AROUND AFRICA: Charles Taylor Sentenced, Private Anti-Pirate Patrols
An international court has sentenced former Liberian strongman Charles Taylor to 50 years in prison for orchestrating atrocities during the horrific civil war in neighboring Sierra Leone.
Taylor, the 64-year-old former president of Liberia, was convicted April 27 of aiding, abetting and planning “some of the most heinous and brutal crimes recorded in human history,” according the presiding judge at the International Criminal Court in the Netherlands.
It is the first time a head of state has been convicted and sentenced on such charges since the Nuremberg war crimes trials after World War II, the New York Times reported.
During the 10-year Sierra Leone civil war thousands of people were killed, raped, mutilated or kidnapped and forced to be soldiers or sex slaves.
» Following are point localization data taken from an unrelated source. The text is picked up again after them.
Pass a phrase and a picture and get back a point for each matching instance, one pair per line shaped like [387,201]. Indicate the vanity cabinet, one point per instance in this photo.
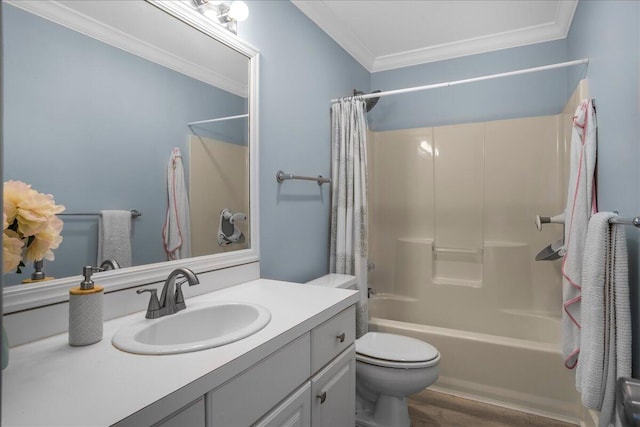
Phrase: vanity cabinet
[308,382]
[191,416]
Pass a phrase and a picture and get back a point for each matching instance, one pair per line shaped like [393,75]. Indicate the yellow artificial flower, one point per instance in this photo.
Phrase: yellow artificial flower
[30,225]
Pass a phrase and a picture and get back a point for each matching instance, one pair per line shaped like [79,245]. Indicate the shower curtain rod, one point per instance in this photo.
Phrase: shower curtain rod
[471,80]
[240,116]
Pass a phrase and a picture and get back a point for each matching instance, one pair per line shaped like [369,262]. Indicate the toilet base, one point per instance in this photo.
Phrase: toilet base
[390,411]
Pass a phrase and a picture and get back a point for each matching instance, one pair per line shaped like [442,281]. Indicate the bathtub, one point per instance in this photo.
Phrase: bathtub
[520,374]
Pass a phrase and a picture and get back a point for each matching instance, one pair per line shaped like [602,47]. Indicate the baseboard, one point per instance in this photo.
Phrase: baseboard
[509,399]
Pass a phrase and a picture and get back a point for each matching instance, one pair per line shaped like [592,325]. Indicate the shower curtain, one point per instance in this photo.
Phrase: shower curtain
[349,207]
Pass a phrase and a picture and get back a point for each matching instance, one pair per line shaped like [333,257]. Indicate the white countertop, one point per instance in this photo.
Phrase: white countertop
[51,383]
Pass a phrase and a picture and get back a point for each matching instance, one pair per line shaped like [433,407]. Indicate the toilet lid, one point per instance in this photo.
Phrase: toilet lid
[398,348]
The international court is barred from imposing a sentence of life in prison or death. Taylor still has many followers in Liberia.
A private company based in the UAE plans to outfit three boats to patrol the pirate infested waters off the Horn of Africa, the BBC reported.
The company, Typhon, plans to man each of the patrol boats – now being outfitted in Singapore – with a complement of 40 former British Royal Marines and a crew of 20.
The boats, which will be contracted to protect cargo ships plying the Western Indian Ocean, Arabian Sea and Gulf of Aden, will also be armed with machine guns. The security officers will have rifles.
Unlike some 25 naval vessels patroling the pirate zone, the Typhon boats will assigned to protect specific boats instead of patrolling a vast area of seas.
Currently, eight vessels and 235 crew members are being held by pirates.